Peut-être même pire encore. Gervais est retenu par cinq hommes, ses bras maintenus
par des fourches qui les transpercent de part en part. Un de ses yeux sautille
autour de son orbite au rythme de ses mouvements de tête frénétiques, arraché. Un
des russes tient la dague de Gervais dans sa main, la lame est rouge de sang.
Adrien semble
déjà mort, les yeux révulsés, la bouche si grande ouvert que sa mâchoire a dû
être brisée. Les moujiks s’amusent à planter leurs armes dans son abdomen.
Un
violent coup de gourdin ramène son regard à son supplice. Chaque battement de
son cœur est un supplice. Ses membres sont une douleur innommable. Il ne peut
plus bouger. Il ne peut plus hurler. Une rage jaillit en lui. Ces salopards
doivent payer ! Ils ne peuvent pas s’en sortir ainsi.
Sans
qu’il le veuille, sa tête bascule vers l’arrière. La dernière chose qu’il voit
est un ciel d’encre, masqué par les branches et les feuilles des arbres.
Les
moujiks doivent payer !
Seule
une étoile brille, plus glaciale que la neige.
Les
ténèbres s’abattent.
Lasalle
pousse son dernier souffle dans un râle.
L’espace
d’un instant de noir et de silence, Igor sent son cœur battre la chamade.

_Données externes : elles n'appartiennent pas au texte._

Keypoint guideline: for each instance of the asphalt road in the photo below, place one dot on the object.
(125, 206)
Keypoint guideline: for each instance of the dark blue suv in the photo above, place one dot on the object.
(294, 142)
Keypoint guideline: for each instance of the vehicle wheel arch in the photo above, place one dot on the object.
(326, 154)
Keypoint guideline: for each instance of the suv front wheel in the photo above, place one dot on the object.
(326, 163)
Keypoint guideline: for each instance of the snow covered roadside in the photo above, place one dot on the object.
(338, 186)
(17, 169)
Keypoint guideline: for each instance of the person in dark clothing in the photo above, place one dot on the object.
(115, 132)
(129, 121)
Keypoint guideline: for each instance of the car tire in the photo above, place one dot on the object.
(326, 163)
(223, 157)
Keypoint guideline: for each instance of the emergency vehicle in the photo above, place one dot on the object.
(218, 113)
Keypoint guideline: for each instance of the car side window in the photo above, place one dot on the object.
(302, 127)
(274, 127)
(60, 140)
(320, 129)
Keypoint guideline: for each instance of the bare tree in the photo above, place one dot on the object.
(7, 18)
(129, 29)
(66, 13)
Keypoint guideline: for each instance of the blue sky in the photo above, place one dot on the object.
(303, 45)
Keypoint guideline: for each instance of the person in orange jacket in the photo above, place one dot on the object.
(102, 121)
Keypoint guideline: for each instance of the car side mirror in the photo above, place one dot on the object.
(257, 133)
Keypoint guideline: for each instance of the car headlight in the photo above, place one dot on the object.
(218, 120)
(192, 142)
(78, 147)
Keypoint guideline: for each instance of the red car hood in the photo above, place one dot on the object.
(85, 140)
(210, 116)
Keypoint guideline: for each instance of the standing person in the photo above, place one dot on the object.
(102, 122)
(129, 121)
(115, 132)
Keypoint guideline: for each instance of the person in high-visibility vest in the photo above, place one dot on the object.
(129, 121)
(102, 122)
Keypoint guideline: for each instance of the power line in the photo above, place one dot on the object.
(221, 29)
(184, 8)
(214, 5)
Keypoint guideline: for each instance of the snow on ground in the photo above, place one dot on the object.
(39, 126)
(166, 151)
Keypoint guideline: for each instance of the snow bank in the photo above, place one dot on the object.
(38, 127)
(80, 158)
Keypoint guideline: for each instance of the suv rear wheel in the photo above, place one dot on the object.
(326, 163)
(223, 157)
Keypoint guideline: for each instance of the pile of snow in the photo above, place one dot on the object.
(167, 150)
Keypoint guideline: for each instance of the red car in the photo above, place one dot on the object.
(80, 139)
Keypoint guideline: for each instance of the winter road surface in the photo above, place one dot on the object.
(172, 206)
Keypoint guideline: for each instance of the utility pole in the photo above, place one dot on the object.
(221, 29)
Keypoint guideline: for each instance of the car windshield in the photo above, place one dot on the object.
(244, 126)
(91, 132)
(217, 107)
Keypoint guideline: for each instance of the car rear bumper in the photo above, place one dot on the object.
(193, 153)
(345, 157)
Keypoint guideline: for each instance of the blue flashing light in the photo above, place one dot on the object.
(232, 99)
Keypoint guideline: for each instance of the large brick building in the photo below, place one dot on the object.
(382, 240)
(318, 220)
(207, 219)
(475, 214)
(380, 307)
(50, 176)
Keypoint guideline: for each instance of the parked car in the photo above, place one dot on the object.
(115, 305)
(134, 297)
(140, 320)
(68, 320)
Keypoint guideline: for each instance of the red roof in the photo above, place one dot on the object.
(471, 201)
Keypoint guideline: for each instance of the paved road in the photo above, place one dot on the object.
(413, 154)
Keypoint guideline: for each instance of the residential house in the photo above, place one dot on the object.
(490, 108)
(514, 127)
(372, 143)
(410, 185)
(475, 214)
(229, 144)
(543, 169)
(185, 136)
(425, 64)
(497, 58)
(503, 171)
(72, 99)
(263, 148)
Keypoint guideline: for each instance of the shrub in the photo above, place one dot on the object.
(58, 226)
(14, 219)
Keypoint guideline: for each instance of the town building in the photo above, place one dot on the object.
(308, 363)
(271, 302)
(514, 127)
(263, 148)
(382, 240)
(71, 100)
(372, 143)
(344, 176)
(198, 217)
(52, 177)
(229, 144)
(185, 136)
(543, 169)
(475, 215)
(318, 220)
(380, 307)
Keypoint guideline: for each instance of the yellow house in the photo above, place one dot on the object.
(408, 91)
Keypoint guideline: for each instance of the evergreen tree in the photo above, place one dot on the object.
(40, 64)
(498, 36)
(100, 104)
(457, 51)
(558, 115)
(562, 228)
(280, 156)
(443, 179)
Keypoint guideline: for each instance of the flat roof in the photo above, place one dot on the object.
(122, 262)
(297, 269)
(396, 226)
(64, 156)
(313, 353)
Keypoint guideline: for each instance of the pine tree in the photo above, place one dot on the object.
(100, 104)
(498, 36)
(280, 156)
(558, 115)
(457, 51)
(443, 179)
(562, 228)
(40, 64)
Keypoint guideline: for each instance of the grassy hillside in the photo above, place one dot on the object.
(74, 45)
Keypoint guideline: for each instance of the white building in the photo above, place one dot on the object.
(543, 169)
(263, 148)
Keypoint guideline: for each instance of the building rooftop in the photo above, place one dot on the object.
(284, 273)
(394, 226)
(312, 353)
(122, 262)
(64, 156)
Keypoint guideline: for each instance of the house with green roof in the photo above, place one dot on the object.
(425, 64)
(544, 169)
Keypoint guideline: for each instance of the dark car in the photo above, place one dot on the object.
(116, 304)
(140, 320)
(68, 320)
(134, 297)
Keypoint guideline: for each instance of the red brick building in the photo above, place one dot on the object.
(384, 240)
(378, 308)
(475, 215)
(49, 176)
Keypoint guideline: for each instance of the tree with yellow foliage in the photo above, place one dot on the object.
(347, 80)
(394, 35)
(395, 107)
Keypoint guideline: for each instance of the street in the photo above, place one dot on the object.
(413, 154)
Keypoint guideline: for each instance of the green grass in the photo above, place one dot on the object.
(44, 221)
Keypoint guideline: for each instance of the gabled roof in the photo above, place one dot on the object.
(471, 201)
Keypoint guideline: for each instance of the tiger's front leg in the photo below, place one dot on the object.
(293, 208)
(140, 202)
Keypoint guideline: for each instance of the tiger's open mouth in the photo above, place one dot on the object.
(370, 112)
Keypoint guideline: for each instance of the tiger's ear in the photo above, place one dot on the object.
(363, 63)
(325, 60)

En un
éclair, une pâle clarté jaillit. Cette fois, Lasalle se déplace en direction de
la maison de ses bourreaux. Par les fenêtres, la lumière du feu éclaire
faiblement la nuit. Son regard balaye le devant de la maison. Les grands
chaudrons noirs ont disparu. Il ne reste des feux que des cendres grises. Il se
retourne, ses hommes le suivent. Ils ne sont que des silhouettes sombres, mais
l’œil de Gervais, suspendu par son nerf optique, danse lentement le long de sa
joue. Aucun son n’émane de leurs pas.
Lasalle
s’arrête contre la porte et y pose son oreille. Son visage traverse le bois et
il écarquille les yeux quand il aperçoit une quinzaine de silhouettes,
entassées sur la paille, emmitouflées dans des couvertures autour de l’âtre.
Son regard s’attarde sur les bouts de visage qui dépassent du tissu grossier. Ils
sont tous phosphorescents, comme si les moujiks étaient les spectres et lui et
ses soldats, les vivants. À tâtons, il avance à quatre pattes sur le sol
souillé. Il se retourne et voit son dos puis ses jambes apparaître au travers
de la porte. Il peine à comprendre ce qui lui arrive, mais un sentiment plus
puissant que tout le domine. Il veut se venger de ces hommes comme ils les ont
torturés à mort.
Adrien
passe le visage au travers du bois et Lasalle lui fait signe d’entrer. Son
visage est bouffi de coups et de brûlure, sa bouche est restée grande ouverte,
laissant voir une langue qui a doublé de volume. La fureur de Lasalle fait
tourner sa tête vers ses bourreaux. Au milieu de ce tas de monstres, il
chercher le chef. Celui qui leur a fait croire qu’il allait les aider pour
mieux les massacrer. Ivan. Mais sous les couvertures, les visages sont à peine
visibles. Alors qu’il se déplace parmi les moujiks, les flammes du feu se
réverbèrent dans un objet qui attire son attention. Dans la main d’un des
hommes se tient la dague de Gervais. Celle qu’ils ont plantée dans sa cuisse.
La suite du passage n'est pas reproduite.